AnneLovesGilbert · 02/09/2020 10:02

What’s confusing?! She’s revolting. She’s rude and abusive. She’s coming nowhere near you, your home, your child. You back your husband up. You block her immediately.

OoohTheStatsDontLie · 02/09/2020 10:02

You're not being thin skinned. Swearing at someone who has recently given birth because of something their husband did is absurd

ClementineWoolysocks · 02/09/2020 10:05

You're only responsible for your own actions.
Block her number and move on from this.

Topseyt · 02/09/2020 10:05

I presume you only have her word that other people agree with her. It might not be accurate.

Even if they have agreed, it will be because she won't have told them the whole truth. Only her own, sanitised "poor, poor me" version.

ChateauMargaux · 02/09/2020 10:05

You are not being thin skinned.

Reply:
MIL, it is not OK to call me a cunt and I am.not responsible for DH's behaviour. Please take this up with him directly. If you cannot be civil to me, you will not be welcome in my house.

Backtoschoolnotsoonenough · 02/09/2020 10:06

And now you get to enjoy your quiet life op.. Nowt wrong in going nc with family ime.. Your dc do not need her around.

Lweji · 02/09/2020 10:11

Who agreed with her? Her friends?

AnneLovesGilbert · 02/09/2020 10:12

I wouldn’t reply. Just block her. Don’t respond to her, she doesn’t deserve it.

NoProblama · 02/09/2020 10:17

@Lweji

Who agreed with her?
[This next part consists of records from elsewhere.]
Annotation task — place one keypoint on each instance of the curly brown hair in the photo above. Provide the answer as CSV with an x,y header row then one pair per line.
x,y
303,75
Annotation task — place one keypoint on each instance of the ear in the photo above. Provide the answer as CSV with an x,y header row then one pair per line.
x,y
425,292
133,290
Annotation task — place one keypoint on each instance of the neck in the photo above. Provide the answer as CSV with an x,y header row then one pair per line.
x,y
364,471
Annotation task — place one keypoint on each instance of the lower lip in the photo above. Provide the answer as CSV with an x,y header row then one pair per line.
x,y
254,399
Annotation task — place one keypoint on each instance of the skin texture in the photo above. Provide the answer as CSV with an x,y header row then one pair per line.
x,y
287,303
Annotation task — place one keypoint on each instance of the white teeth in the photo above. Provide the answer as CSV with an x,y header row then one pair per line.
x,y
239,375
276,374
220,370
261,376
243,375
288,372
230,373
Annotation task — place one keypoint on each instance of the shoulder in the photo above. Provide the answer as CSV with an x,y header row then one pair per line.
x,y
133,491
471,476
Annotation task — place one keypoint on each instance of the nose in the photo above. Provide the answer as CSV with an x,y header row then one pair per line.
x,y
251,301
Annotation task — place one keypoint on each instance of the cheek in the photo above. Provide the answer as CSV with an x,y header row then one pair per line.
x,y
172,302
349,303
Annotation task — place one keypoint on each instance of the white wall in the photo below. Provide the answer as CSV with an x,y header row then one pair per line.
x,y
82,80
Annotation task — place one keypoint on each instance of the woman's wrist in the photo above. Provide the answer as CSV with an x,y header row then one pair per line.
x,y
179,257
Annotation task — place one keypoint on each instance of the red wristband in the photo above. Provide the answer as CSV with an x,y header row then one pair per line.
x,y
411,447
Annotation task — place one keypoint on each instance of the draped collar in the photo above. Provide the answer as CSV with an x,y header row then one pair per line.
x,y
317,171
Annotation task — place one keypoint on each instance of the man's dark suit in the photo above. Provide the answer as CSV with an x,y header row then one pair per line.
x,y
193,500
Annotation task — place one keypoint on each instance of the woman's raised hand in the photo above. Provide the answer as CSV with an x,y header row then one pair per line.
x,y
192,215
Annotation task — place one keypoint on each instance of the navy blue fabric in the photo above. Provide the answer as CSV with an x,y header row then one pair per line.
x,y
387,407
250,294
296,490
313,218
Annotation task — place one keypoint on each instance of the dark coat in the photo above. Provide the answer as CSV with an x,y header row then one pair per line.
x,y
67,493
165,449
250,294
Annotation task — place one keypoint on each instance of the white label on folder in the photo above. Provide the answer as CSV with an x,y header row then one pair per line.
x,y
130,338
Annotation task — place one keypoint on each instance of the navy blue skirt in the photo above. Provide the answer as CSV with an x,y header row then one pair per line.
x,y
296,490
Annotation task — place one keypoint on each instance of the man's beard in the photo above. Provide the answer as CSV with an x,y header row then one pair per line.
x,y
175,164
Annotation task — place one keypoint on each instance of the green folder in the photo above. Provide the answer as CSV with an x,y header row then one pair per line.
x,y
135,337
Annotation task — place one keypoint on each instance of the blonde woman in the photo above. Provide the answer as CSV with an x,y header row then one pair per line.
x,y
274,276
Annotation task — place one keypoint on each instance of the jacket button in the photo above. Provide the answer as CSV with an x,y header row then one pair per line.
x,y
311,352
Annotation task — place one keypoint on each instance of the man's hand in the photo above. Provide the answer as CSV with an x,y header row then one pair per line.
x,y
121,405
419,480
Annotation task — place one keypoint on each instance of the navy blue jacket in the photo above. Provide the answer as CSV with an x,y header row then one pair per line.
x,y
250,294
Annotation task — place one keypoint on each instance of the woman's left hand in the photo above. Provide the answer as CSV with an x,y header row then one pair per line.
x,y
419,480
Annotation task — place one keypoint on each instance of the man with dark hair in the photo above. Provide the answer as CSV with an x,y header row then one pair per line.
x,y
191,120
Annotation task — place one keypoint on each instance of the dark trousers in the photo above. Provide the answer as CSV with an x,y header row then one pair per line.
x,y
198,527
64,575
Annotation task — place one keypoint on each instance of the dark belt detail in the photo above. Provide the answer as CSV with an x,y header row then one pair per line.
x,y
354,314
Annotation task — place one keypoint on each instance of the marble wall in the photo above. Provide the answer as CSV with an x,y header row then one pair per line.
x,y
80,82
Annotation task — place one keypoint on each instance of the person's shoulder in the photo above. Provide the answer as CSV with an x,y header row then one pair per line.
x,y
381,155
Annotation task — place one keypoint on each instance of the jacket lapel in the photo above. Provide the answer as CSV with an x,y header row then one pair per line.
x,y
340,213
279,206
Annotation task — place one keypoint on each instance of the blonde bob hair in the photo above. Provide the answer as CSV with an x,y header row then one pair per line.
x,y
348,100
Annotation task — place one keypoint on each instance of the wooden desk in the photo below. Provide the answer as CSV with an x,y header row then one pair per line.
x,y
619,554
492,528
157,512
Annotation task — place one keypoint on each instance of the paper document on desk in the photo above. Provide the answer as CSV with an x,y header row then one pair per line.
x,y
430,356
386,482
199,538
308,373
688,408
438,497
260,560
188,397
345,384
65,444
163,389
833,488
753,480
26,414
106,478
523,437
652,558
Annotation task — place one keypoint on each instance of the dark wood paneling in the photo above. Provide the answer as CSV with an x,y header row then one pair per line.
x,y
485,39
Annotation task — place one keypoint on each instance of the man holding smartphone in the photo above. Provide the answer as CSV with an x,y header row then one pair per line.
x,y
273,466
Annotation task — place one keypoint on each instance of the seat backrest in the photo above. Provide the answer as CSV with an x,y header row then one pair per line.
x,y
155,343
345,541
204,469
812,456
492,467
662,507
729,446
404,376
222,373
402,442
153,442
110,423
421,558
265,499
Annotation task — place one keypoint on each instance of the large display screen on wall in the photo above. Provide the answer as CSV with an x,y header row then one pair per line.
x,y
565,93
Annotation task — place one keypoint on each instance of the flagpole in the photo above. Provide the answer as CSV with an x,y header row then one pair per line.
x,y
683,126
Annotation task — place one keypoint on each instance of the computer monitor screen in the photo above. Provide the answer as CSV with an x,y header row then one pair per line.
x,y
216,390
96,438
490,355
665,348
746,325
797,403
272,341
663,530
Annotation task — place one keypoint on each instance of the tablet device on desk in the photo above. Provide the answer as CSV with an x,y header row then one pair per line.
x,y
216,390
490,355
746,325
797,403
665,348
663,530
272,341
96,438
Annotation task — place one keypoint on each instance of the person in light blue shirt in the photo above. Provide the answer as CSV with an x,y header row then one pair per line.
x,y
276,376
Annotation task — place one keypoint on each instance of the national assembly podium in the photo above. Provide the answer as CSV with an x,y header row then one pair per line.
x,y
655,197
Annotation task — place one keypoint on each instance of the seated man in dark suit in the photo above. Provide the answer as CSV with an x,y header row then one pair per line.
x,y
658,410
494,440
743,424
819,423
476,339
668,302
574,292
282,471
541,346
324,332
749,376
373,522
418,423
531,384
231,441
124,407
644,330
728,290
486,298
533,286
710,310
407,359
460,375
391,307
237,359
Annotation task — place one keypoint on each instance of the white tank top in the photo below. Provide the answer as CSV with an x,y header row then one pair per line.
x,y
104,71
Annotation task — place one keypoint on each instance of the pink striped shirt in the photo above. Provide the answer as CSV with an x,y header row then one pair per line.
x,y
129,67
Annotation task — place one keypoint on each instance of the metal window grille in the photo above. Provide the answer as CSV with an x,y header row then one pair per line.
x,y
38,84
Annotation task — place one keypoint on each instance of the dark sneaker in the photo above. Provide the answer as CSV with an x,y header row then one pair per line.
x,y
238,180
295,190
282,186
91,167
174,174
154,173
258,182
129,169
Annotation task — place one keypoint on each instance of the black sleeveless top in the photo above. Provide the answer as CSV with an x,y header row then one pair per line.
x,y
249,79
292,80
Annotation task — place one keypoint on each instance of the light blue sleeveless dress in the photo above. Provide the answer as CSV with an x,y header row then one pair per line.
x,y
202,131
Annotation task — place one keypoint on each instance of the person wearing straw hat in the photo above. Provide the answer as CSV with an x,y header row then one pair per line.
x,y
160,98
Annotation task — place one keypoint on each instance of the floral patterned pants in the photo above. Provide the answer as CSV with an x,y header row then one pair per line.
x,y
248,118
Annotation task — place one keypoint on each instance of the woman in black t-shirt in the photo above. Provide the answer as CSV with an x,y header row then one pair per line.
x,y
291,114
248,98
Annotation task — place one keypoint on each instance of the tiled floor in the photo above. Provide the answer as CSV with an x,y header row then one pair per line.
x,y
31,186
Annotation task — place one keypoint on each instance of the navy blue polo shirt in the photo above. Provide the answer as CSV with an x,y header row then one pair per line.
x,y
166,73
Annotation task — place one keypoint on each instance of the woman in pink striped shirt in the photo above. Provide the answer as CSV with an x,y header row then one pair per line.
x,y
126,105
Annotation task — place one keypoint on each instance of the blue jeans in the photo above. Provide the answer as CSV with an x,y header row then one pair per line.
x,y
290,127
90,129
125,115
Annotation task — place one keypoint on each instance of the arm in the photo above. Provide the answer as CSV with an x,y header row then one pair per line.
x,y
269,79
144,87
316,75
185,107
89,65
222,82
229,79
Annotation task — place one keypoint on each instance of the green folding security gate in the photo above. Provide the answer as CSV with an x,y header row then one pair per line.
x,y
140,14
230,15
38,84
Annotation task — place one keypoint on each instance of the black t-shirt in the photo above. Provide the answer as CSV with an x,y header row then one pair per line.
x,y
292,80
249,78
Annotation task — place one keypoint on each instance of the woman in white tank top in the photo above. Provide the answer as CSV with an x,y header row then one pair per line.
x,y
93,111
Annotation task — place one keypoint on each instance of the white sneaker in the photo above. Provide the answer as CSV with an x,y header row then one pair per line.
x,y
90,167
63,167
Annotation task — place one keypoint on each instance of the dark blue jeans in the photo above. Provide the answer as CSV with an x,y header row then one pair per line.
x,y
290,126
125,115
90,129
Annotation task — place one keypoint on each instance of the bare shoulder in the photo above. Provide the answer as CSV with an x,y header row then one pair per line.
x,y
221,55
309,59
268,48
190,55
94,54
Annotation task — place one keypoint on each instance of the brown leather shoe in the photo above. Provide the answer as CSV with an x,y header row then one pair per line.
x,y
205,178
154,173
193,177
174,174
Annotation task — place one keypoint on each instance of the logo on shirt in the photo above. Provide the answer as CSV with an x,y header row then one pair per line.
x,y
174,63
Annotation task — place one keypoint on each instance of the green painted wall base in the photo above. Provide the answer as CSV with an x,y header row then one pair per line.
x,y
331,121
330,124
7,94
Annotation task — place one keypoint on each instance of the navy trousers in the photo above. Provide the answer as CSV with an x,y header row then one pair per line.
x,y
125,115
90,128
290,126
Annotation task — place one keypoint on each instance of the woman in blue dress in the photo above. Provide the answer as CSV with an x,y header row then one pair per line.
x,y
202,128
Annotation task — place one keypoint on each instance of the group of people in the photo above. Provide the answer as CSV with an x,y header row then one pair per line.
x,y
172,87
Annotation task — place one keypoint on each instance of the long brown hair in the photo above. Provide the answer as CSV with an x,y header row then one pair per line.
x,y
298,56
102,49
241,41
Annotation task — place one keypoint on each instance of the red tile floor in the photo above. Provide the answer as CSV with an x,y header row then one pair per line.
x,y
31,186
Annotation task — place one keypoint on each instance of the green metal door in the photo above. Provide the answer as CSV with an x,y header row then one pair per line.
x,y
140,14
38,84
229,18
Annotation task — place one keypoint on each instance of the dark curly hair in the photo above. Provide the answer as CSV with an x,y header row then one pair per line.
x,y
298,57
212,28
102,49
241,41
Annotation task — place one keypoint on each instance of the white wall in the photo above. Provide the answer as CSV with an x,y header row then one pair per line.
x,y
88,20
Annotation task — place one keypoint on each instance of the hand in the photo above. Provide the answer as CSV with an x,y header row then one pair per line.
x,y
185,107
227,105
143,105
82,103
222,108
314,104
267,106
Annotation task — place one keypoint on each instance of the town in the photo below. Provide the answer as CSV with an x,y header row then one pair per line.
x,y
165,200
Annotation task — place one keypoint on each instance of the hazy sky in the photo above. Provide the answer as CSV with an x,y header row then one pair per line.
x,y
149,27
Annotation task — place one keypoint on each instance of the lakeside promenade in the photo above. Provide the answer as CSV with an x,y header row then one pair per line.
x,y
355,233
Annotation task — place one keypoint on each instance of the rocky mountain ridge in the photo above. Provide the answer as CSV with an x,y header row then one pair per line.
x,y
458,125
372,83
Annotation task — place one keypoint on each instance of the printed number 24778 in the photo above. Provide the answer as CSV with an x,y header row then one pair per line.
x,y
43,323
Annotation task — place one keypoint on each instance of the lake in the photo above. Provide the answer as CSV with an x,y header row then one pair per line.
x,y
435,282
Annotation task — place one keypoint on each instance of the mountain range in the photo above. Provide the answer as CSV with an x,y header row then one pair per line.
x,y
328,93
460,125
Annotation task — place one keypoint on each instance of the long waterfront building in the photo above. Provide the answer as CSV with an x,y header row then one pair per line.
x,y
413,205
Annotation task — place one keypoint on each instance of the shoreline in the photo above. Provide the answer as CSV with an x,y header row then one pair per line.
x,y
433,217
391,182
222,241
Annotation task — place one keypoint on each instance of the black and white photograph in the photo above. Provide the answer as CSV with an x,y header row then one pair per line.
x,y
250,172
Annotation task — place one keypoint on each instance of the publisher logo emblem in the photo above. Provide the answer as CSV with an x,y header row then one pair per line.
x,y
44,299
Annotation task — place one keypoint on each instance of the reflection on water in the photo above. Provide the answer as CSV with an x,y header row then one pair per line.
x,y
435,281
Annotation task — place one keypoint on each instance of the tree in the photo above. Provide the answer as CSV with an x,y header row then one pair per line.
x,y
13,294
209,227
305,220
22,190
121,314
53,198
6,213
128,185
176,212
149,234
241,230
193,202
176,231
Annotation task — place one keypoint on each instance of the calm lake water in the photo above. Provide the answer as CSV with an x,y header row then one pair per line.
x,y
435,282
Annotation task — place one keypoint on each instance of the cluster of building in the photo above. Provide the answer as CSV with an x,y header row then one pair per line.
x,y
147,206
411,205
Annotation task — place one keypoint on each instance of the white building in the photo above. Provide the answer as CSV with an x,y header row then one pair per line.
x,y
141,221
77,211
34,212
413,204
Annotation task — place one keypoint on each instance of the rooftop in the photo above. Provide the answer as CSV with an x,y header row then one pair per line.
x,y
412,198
Her friends?
I assume so, BIL has also told me himself that he's 'on her side' it's honestly like being in a children's playground.

Just to add, i have got her blocked on social media, DH asked me to after we had he baby as he didn't want to see any more statuses from her, he wants to just forget about her completely.

OP posts:
diplodocusinermine · 02/09/2020 10:19

Don't respond. Just be thankful she has removed herself from your lives.

Would suggest a conversation with your DH where you perhaps agree none of you will have any contact with her again, block her on phones and social media and relax into your lives with your family without her malevolent presence in the background.

AnneLovesGilbert · 02/09/2020 10:21

BIL is a flying monkey. Block him too.

This is a precious time for you and DH and your baby (not sure if you have older DC too) and you do not need this shit hanging over you. People who can’t respect that need to fuck off.

Block all the arseholes. Don’t engage. Pretend they don’t exist and concentrate on your baby.

billy1966 · 02/09/2020 10:25

Why would you want such a foul individual near your family?
Flowers

pointythings · 02/09/2020 10:31

I think you should take the lead from your DH and just go full no contact. His family sound toxic and awful.

jessstan2 · 02/09/2020 10:36

My goodness, your mother in law should know better than to call you that. She is being horrible and spiteful. Families have rows but they usually blow over, using that language to you needs a big grovel. How old is she for goodness sake?

Nomorepies · 02/09/2020 10:36

This reply has been withdrawn

This has been withdrawn by MNHQ on the poster's request.

Watermama · 02/09/2020 10:36

YANBU anyone who text and treated me that way would never set foot in my home again and would have very limited interactions with my children.

My family have a bit of a similar attitude, that woman should be peacekeepers and interfere to get their partners to make up/accept/do something that the wider family seems necessary for keeping the peace.